Paper [1]: “The Anatomy of a Large-Scale Hypertextual Web Search Engine” by Sergey Brin and Larry Page (WWW Conference, 1998)

Paper [2]: “The PageRank Citation Ranking: Bringing Order to the Web” by Lawrence Page, Sergey Brin, Rajeev Motwani, and Terry Winograd (1998)

TL;DR

These two foundational papers introduce the Google search engine and its core ranking algorithm, PageRank. The first paper describes Google’s system architecture – how web pages are crawled, indexed, and stored – while the second dives deep into the PageRank algorithm itself. Together, they laid the groundwork for what became the dominant search engine on the web.

Summary

Both papers provide an introduction to the Google search engine and its underlying technologies. The first paper describes search trends of the time and argues why a new search engine was needed. The authors then give a detailed description of Google’s system architecture and explain how web pages are crawled, indexed, and stored. The second paper extensively discusses the PageRank algorithm used within the Google search engine. Both papers demonstrate why PageRank is a superior algorithm by comparing it against the search engines prevalent at the time. The experimental setup and the sheer volume of data crawled and stored are impressive. Reading both papers feels like witnessing the beginnings of Google, as their idea went on to become the next big thing in the tech world.

Strengths

Scalability as a first-class goal. The first paper extensively emphasizes that scalability was a primary design goal even before the system was built. This is critical since the web is always growing.
The diagrams in the second paper regarding PageRank calculation make the algorithm and scoring easy to understand.
The evaluation and testing in both papers is thorough. The authors extensively benchmarked against existing technologies to demonstrate that their system outperforms the rest.

Weaknesses

The first paper covers many different subsystems but only provides an overview of each. More in-depth design details would have been helpful for appreciating the power of the system.
BigFiles is mentioned in just a few lines. The authors should have provided more information about where it is used and what features it offers.
There are numerous spelling mistakes in the papers (e.g., “exenral,” “Th”). Additionally, the formatting felt more like an article than a formal research paper, as it did not use the standard two-column layout.

Discussion Questions

It would be interesting to see results from combining the URLResolver and Indexer into a single subsystem. Since the Indexer sends data to the URLResolver and both dump data into Barrels, could combining them lead to better performance?
Does the Lexicon support different languages? How would the system perform as the number of Lexicon words increases?
The papers do not mention the hardware setup used in experiments. Variations in RAM, CPU speed, and other specifications can significantly affect lookup speed.

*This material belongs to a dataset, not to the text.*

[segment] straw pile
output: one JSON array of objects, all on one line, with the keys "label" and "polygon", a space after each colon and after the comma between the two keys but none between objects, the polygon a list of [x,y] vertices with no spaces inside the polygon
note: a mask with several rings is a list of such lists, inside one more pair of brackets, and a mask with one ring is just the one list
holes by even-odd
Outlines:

How would the in-memory hashmap compare with today’s memory capabilities?
It would have been interesting to see how query expansion would fit into their search algorithm. They discuss user personalization, but it would be valuable to understand how it integrates with their search model.
What are the results of rank merging? Whether it improves precision or recall is an important question to answer.
What is the initial dataset for PageRank – from which web page does the algorithm start? How many iterations would it require to converge on today’s web is a fascinating question.